The couple is expecting their first child in March. They had spent the last four years renovating the home at 2438 Glenarm Place just east of downtown.
“Got it to the point where we loved the house and where it was our dream house basically,” said Cagle.
He and his wife had predicted disaster just hours earlier after seeing how close the excavation crew was digging next to their house.
“Even jumped down into the hole and ran up to the excavator and was like, ‘You`re crazy. I can`t believe you`re getting this close to my house. Don`t get any closer to my house,’” Cagle remembers telling the backhoe operator.
Cagle’s wife Cody Galloway had emailed the property owner next door, writing, “We are really concerned with this huge hole that was dug yesterday that is literally less than two feet from our house … our house collapsing is a real possibility.”
Just a few hours after she sent the email, firefighters were called to the home because of the wall collapse.
An attorney for JBC Enterprises, the excavator who caused the accident, said his client won’t release a statement because of potential litigation and insurance claims.
One thing is clear though, JBC Enterprises, won’t face a fine from the city of Denver.
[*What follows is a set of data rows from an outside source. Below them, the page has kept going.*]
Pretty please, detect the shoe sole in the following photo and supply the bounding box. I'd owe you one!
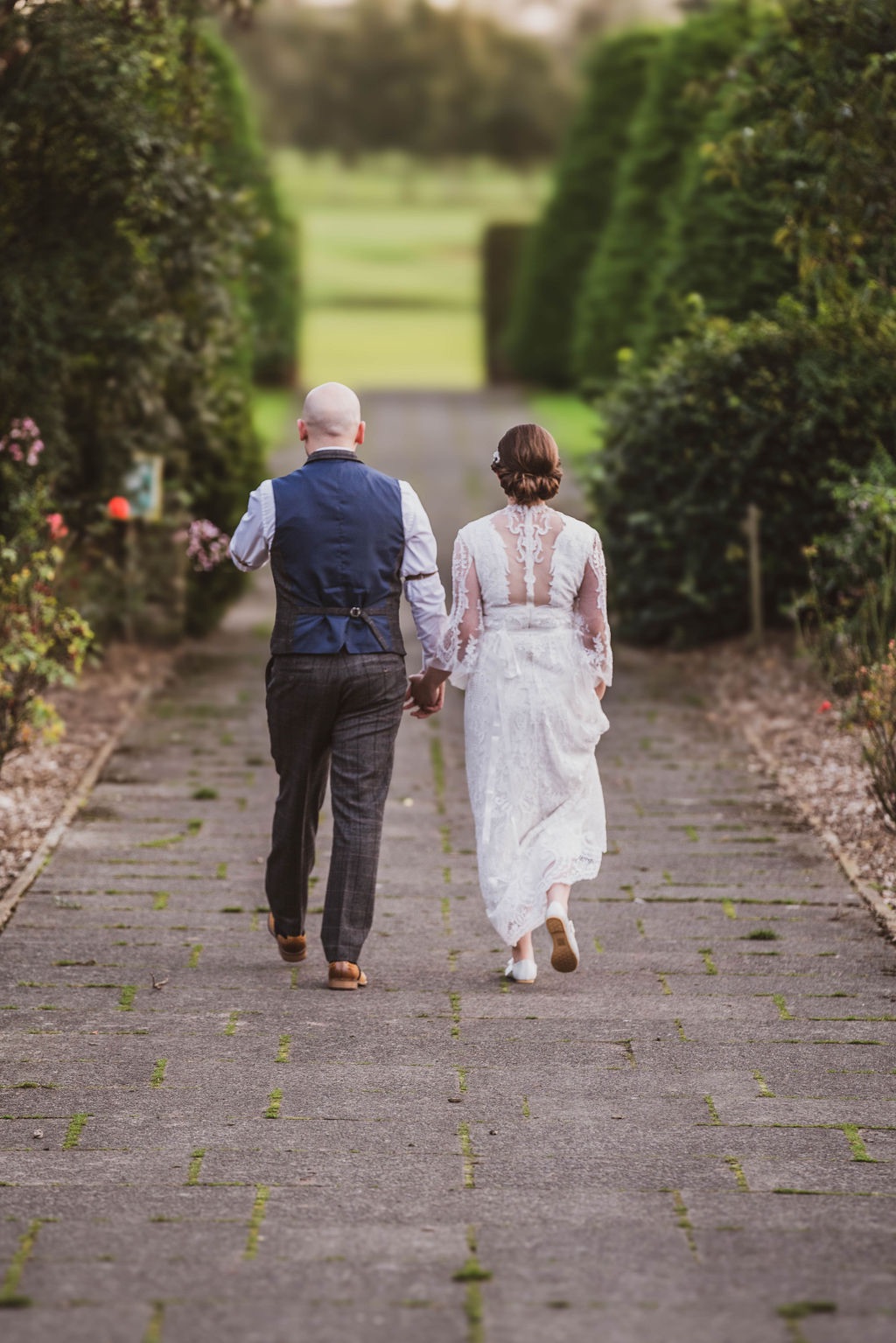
[545,919,579,975]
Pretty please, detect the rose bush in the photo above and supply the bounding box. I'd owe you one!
[0,419,93,768]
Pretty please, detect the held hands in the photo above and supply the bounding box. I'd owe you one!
[404,668,447,718]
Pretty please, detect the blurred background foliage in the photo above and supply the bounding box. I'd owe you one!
[0,0,896,693]
[505,0,896,661]
[0,0,296,634]
[231,0,570,165]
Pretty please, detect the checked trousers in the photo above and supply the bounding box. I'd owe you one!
[264,653,407,963]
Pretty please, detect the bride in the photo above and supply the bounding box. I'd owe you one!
[409,424,612,984]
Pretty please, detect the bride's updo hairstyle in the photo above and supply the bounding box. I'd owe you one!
[492,424,563,504]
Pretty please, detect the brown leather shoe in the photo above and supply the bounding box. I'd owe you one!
[268,914,308,964]
[328,961,367,989]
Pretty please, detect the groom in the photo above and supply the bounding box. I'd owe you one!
[230,382,446,989]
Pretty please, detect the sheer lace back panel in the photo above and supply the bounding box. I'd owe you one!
[438,504,612,688]
[489,504,564,605]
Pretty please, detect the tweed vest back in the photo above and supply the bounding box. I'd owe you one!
[270,449,404,657]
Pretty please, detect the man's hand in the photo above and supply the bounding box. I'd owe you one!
[404,670,447,718]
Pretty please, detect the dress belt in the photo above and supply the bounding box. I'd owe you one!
[290,605,394,653]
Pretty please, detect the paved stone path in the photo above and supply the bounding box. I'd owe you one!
[0,395,896,1343]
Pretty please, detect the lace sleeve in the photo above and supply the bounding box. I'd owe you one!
[575,532,612,685]
[437,533,482,690]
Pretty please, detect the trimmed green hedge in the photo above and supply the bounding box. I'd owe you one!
[203,27,299,387]
[572,3,751,387]
[634,10,798,360]
[507,30,660,388]
[0,0,262,633]
[594,299,896,645]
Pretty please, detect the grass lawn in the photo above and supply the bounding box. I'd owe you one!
[529,392,603,482]
[253,387,299,459]
[276,150,548,391]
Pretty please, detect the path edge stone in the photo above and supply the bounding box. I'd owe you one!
[740,724,896,943]
[0,662,171,934]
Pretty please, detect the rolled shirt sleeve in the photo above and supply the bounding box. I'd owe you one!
[399,481,447,668]
[230,481,276,573]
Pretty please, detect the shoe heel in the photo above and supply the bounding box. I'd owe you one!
[544,919,579,975]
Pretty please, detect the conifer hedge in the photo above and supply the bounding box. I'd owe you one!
[572,0,751,387]
[594,299,896,645]
[507,30,658,388]
[0,0,289,633]
[203,27,298,387]
[634,23,798,360]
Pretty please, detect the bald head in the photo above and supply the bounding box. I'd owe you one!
[298,382,364,452]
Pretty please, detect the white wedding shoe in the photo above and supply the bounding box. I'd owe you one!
[544,899,579,975]
[504,956,539,984]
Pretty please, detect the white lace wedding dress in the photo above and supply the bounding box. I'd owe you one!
[438,504,612,946]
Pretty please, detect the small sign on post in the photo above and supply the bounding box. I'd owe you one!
[745,504,763,643]
[123,452,163,522]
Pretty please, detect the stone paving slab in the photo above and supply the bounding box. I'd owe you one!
[0,394,896,1343]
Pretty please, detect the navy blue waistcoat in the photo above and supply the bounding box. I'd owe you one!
[270,449,404,655]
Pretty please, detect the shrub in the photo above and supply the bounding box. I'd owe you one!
[796,449,896,693]
[635,9,796,360]
[0,0,261,627]
[481,224,529,384]
[203,28,298,387]
[723,0,896,297]
[572,3,750,386]
[0,417,93,768]
[854,640,896,823]
[507,30,658,387]
[595,301,896,643]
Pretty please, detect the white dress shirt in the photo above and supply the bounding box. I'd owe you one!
[230,449,447,668]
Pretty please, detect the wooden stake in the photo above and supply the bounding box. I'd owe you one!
[745,504,763,643]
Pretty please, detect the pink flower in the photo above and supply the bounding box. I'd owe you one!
[186,517,230,573]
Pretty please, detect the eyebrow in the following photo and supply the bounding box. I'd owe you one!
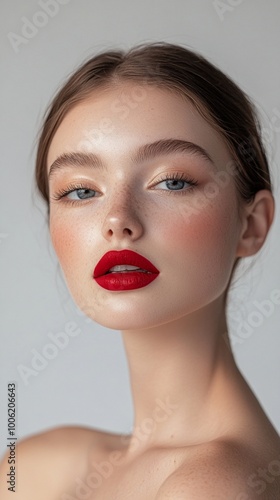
[49,139,215,177]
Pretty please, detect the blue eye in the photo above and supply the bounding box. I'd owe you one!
[52,184,99,203]
[155,173,198,194]
[65,188,96,200]
[157,179,186,191]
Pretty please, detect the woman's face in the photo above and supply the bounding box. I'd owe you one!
[48,83,243,330]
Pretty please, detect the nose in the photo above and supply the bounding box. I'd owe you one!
[102,189,144,242]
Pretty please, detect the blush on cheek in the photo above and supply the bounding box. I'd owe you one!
[50,222,77,267]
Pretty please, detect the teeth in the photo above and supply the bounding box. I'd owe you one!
[108,264,148,273]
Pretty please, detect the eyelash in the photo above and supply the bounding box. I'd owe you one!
[52,172,198,205]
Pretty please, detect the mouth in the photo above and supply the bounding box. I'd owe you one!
[93,250,159,291]
[93,250,159,278]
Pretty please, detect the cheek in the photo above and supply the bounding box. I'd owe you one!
[50,218,91,272]
[162,195,238,277]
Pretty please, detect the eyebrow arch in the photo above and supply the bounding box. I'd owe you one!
[49,139,215,178]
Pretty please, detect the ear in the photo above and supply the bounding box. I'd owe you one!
[236,189,275,257]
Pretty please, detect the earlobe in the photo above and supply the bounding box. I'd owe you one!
[236,189,275,257]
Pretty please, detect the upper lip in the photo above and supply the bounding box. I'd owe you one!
[93,250,159,278]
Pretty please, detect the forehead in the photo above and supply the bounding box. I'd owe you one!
[47,82,231,168]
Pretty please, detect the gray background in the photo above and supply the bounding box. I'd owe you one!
[0,0,280,452]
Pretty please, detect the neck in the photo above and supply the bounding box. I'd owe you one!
[122,297,239,452]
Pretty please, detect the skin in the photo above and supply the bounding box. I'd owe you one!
[0,83,280,500]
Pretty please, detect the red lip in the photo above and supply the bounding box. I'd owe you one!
[93,250,159,291]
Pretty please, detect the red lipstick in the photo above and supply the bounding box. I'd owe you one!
[93,250,159,291]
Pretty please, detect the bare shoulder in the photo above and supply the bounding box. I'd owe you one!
[0,426,113,500]
[155,440,280,500]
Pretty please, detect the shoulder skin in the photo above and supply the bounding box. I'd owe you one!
[155,441,280,500]
[0,427,100,500]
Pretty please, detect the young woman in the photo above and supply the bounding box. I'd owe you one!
[0,43,280,500]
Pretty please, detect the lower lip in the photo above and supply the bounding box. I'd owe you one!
[94,271,158,291]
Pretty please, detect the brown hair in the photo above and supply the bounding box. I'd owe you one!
[36,42,272,211]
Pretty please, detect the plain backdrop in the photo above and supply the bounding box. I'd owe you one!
[0,0,280,453]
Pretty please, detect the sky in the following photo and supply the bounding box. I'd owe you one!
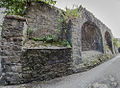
[56,0,120,38]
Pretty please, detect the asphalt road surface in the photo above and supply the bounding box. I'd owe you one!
[0,54,120,88]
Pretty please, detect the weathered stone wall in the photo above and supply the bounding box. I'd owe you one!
[67,6,115,70]
[0,16,73,84]
[25,2,59,37]
[1,16,25,84]
[21,48,72,82]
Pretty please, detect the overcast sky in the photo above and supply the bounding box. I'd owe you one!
[56,0,120,38]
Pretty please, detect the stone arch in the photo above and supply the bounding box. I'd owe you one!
[104,31,113,53]
[81,21,103,52]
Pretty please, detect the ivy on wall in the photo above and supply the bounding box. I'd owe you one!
[0,0,56,16]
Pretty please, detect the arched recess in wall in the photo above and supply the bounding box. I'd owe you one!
[81,21,103,52]
[105,31,113,53]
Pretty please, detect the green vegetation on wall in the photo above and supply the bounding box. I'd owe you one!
[113,38,120,47]
[0,0,56,16]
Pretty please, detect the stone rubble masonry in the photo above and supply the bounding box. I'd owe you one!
[0,16,73,85]
[1,16,25,84]
[21,48,73,82]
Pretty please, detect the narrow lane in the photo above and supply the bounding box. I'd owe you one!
[0,54,120,88]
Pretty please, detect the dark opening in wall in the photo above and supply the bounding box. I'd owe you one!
[82,21,103,52]
[105,31,113,53]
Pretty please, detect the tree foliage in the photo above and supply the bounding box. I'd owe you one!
[0,0,56,16]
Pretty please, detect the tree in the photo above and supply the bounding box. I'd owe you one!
[0,0,56,16]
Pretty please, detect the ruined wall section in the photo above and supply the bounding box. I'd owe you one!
[25,2,59,37]
[21,48,73,82]
[79,6,115,54]
[0,16,73,85]
[1,16,25,84]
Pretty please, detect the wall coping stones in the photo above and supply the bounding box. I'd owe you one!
[5,15,26,21]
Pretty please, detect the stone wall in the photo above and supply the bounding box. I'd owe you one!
[1,16,25,84]
[25,2,59,37]
[21,48,72,82]
[0,16,73,84]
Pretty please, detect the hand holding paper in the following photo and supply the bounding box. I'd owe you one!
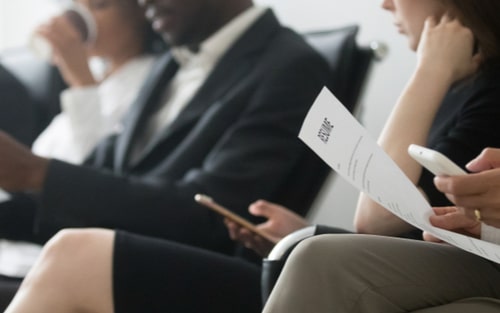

The City’s Construction Engineer, Paul Schaffer, said the accident is a civil matter. He said the city’s role is simply to provide permits if a contractor submits a shoring plan signed by a state certified engineer. “It was a shoring failure,” claimed Schaffer who added JBC “didn’t look at the entire plan and follow it.”
Schaffer said he discovered discrepancies in the engineering plan after the fact, but insisted it’s not the responsibility of city reviewers to catch flaws in a shoring plan. “They do not check an engineer`s document. They`re not engineers. They`re residential plan reviewers.”
Schaffer said the city only requires its engineers to double check shoring plans for commercial projects. He explained there is no city code for how shoring is done on residential projects. As long as a certified engineer submits a plan, Schaffer said it’s up to the excavator to follow it.
“We do like 20 to 50 a month in this town right now and this is the first time we`ve had a problem with it. It`s really a breakdown in communication of the plan by the contractors,“ Schaffer said.
In the meantime, Cort Cagle and his wife Cody Galloway are stuck paying the mortgage for a house they can’t live in while they also pay rent for a new home.
“Out of pocket on everything until who knows?” said an incredulous Cagle. His wife added even more depressing news, “We`ve heard from a couple of structural engineers that the house is likely not savable.”
The couple won’t be allowed to retrieve their furniture until contractors stabilize it. Even if the couple wins a lawsuit, they insist it will never make them whole. “How does this happen?” Galloway wondered.
The couple is now considering lawsuits against their next-door neighbor, his contractor, engineer, subcontractor JBC Enterprises and State Farm insurance.